Originally Posted by LouDiMagio
Thanks a lot, Holland is such an interesting place for organised crime, I really enjoy your updates


Thanks, the Penoze goes back to the eighteenth-century Dutch Republic, although the term "organized crime" was not used. There were organized gangs, which often formed a large network. The best example of this is the Great Dutch Gang. It was active in the seventies of the eighteenth century and consisted of a network of the Brabantse, the Meerssener, the Hollandse and the Noord-Brabantse Bende. ' In the first half of the eighteenth century, there were mainly many gangs in Brabant, but even after 1750 the gangs were rampant. Gangs like the Muscovites, the Blackmakers, and several others, terrorized villages and towns.

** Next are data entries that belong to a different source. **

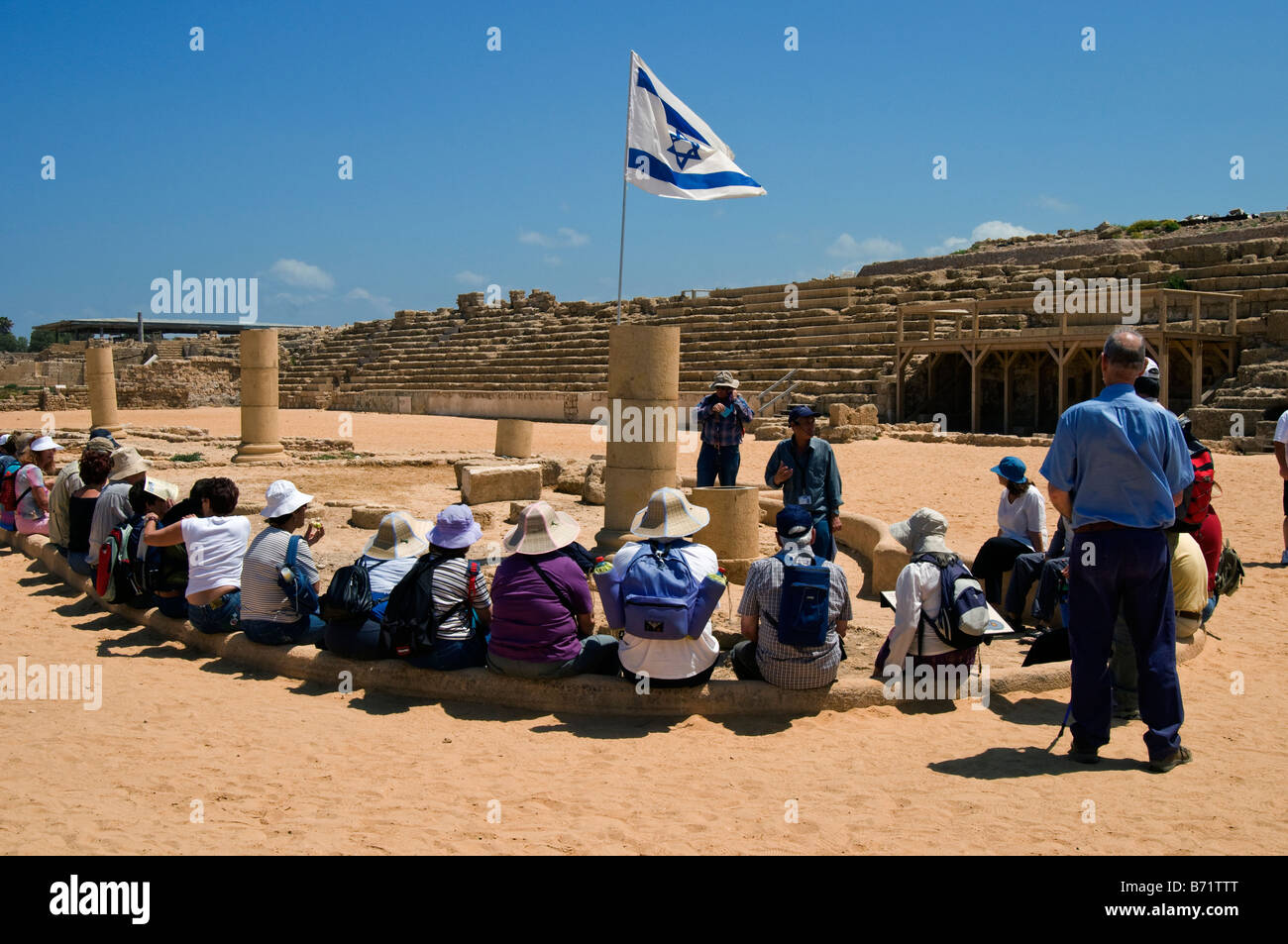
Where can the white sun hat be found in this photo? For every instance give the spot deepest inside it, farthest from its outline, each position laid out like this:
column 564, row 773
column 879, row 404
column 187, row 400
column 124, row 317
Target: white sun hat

Poverty and social exclusion were an important reason for joining a gang in the eighteenth century. For example, the skinners, also known as disposers or cold slaughterers, were strongly represented. These were craftsmen who had the task of killing sick animals, skinning dead cattle and horses, and clearing away cadavers. They also acted as executioners' assistants and were tasked with transporting, hanging, or burying corpses of convicts under the gallows. The skinning profession was unclean and passed on from father to son. A skinner was not allowed to marry someone from another profession. He lived (literally) on the edge of the community.